On Tuesday, Kremlin spokesperson Dmitry Peskov hit back at accusations made by Yulia Navalnaya, Navalny’s widow, that her 47-year-old husband had been poisoned by a nerve agent, calling her claims “unfounded and vulgar”.

Peskov, who said he was “not familiar” with Navalnaya’s statement made in a video address broadcast on Monday, declined to comment further, saying that he was “taking into account that Yulia Navalnaya was widowed just days ago”. The Kremlin said Putin had not watched her video statement.

In her video three days after her husband’s death and less than a month before Russia’s presidential election, Navalnaya signalled her determination to fight for a “free Russia”.

She said the authorities had not yet handed over Navalny’s body to his elderly mother because they were waiting for traces of a Novichok nerve agent to leave his corpse.
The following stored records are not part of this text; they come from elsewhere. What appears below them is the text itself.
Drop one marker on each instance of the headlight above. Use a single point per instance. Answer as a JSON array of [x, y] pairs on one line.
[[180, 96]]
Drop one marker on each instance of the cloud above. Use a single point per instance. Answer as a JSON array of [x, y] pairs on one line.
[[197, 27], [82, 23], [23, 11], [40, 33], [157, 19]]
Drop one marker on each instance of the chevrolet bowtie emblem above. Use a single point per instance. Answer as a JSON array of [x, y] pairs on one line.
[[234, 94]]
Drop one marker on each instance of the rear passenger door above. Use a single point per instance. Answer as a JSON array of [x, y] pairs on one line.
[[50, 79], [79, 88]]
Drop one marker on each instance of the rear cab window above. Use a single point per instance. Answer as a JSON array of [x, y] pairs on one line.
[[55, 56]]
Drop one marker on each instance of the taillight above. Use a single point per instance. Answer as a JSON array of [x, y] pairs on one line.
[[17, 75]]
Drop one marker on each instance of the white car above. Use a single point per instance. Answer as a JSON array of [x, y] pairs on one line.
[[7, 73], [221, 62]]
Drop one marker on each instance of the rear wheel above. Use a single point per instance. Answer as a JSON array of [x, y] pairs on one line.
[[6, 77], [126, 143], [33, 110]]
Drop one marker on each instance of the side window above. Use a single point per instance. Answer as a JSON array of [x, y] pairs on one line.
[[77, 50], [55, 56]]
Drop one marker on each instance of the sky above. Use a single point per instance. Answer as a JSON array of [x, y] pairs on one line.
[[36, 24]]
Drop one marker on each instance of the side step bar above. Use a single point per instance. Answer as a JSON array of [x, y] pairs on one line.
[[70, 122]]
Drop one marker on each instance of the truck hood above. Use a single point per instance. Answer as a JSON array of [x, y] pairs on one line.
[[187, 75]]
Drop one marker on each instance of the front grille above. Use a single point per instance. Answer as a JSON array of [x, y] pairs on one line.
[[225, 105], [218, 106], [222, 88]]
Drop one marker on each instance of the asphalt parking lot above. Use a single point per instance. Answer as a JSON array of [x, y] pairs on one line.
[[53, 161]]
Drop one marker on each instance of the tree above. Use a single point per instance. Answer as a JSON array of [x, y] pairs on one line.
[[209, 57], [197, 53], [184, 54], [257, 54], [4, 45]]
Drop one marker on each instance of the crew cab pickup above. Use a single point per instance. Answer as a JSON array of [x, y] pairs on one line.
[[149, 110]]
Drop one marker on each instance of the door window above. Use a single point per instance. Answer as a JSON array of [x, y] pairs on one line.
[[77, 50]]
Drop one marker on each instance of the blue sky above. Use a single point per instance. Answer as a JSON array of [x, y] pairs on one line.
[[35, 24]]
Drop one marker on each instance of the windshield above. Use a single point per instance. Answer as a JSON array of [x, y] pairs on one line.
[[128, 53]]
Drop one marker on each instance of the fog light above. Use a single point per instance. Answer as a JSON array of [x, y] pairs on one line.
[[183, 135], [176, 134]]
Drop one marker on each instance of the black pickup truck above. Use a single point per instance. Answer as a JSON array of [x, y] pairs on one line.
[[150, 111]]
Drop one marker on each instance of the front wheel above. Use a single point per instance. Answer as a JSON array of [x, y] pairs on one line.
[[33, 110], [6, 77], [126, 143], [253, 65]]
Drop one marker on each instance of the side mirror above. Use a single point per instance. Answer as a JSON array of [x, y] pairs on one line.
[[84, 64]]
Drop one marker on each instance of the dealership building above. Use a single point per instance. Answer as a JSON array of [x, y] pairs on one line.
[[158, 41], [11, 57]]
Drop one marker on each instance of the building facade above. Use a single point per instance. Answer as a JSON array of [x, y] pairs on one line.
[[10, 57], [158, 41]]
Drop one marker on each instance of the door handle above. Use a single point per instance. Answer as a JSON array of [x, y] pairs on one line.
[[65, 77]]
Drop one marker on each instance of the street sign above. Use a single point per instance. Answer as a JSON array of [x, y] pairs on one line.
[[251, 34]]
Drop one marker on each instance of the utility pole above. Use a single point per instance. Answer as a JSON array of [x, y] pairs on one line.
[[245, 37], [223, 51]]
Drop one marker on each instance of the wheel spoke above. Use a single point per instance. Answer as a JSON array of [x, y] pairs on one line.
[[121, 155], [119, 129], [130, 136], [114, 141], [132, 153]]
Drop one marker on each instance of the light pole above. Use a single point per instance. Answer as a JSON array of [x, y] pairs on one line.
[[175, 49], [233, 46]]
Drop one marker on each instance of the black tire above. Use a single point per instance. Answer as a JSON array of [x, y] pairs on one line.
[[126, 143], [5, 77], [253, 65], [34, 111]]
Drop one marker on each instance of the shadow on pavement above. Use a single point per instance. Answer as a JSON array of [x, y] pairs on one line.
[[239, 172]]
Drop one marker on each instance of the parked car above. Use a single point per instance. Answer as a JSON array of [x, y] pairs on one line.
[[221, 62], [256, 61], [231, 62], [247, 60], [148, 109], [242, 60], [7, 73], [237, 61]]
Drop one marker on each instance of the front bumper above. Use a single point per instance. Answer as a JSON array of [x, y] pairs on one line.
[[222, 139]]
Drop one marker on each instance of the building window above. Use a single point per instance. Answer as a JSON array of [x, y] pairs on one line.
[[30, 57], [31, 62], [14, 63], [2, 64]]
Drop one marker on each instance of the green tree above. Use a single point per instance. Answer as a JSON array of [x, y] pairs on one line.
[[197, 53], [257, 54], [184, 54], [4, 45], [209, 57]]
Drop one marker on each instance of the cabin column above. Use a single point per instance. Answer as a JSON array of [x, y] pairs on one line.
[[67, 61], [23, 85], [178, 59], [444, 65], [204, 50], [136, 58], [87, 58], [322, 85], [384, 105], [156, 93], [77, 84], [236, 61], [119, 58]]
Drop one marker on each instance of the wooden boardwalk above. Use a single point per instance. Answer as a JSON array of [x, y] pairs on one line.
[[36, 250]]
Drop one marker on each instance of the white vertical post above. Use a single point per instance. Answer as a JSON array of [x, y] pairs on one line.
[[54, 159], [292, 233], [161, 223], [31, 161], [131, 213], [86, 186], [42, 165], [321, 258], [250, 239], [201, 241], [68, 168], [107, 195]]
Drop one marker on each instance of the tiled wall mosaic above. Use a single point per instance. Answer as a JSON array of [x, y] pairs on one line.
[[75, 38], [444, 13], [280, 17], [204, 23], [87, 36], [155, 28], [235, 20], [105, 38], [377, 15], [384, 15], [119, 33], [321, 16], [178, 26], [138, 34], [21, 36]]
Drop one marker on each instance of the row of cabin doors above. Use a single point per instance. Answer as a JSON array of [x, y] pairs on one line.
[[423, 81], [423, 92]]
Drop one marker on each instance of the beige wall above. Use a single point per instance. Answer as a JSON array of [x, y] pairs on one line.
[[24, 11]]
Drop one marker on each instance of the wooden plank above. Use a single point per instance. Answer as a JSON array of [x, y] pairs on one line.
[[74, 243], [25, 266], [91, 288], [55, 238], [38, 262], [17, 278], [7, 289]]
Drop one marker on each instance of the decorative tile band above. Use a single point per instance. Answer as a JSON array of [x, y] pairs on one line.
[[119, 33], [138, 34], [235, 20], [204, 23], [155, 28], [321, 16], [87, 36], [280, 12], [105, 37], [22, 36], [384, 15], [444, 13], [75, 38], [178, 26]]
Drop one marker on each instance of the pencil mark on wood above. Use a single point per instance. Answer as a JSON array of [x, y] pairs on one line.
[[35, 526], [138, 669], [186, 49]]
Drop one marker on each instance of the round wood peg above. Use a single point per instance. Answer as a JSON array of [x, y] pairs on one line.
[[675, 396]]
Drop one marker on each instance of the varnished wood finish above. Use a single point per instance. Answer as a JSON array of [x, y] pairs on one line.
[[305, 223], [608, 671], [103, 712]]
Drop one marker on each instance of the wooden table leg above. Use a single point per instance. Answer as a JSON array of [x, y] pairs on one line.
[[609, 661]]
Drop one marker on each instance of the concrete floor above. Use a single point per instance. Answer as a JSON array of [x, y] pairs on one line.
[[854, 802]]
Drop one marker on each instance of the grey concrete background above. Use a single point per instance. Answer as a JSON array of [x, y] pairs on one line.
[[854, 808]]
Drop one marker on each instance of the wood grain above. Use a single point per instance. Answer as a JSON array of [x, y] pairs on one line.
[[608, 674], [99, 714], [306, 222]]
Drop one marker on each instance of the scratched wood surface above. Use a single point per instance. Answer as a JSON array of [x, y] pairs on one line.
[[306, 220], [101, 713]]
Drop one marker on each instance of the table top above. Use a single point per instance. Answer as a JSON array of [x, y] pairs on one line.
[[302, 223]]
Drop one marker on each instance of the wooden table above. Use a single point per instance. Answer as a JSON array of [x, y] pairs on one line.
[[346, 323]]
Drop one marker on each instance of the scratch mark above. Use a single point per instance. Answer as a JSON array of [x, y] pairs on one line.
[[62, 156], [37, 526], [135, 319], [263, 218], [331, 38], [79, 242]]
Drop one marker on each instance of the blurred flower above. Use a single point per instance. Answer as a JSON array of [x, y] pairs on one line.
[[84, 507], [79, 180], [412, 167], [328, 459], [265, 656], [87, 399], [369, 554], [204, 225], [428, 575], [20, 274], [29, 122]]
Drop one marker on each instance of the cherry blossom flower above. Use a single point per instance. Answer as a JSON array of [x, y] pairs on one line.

Navalny’s allies have quoted a Russian investigator as saying the authorities need at least 14 days to conduct various chemical tests on his body and cannot therefore hand his body over yet.

Navalnaya also called on the European Union not to recognise the results of the presidential election, slated for March 15-17, which is almost certain to give Putin another six-year term.

“A president who assassinated his main political opponent cannot be legitimate by definition,” Navalnaya said in her speech.

Putin has warned that there will be a strong response if foreign powers try to meddle in the election.

Calls for investigation rejected

Peskov rejected the EU’s call on Monday for an “international investigation” into Navalny’s death following talks in Brussels with Navalnaya hosted by EU foreign policy chief Josep Borrell.

“We do not accept such demands in general – all the more so from Mr Borrell,” Peskov said.

The West and Navalny’s supporters say Putin is responsible for Navalny’s death. The Kremlin has denied involvement and said that Western claims that Putin was responsible were unacceptable.

Putin has made no public comment on Navalny’s death but it has further deepened a schism in relations between Moscow and the West caused by Russia’s invasion of Ukraine.

Asked about the hundreds of detentions of Russians at events mourning Navalny’s death in recent days, Peskov said: “Law-enforcement agencies are acting in accordance with the law”.

Russian authorities say that Navalny fell unconscious and died suddenly after a walk at the penal colony.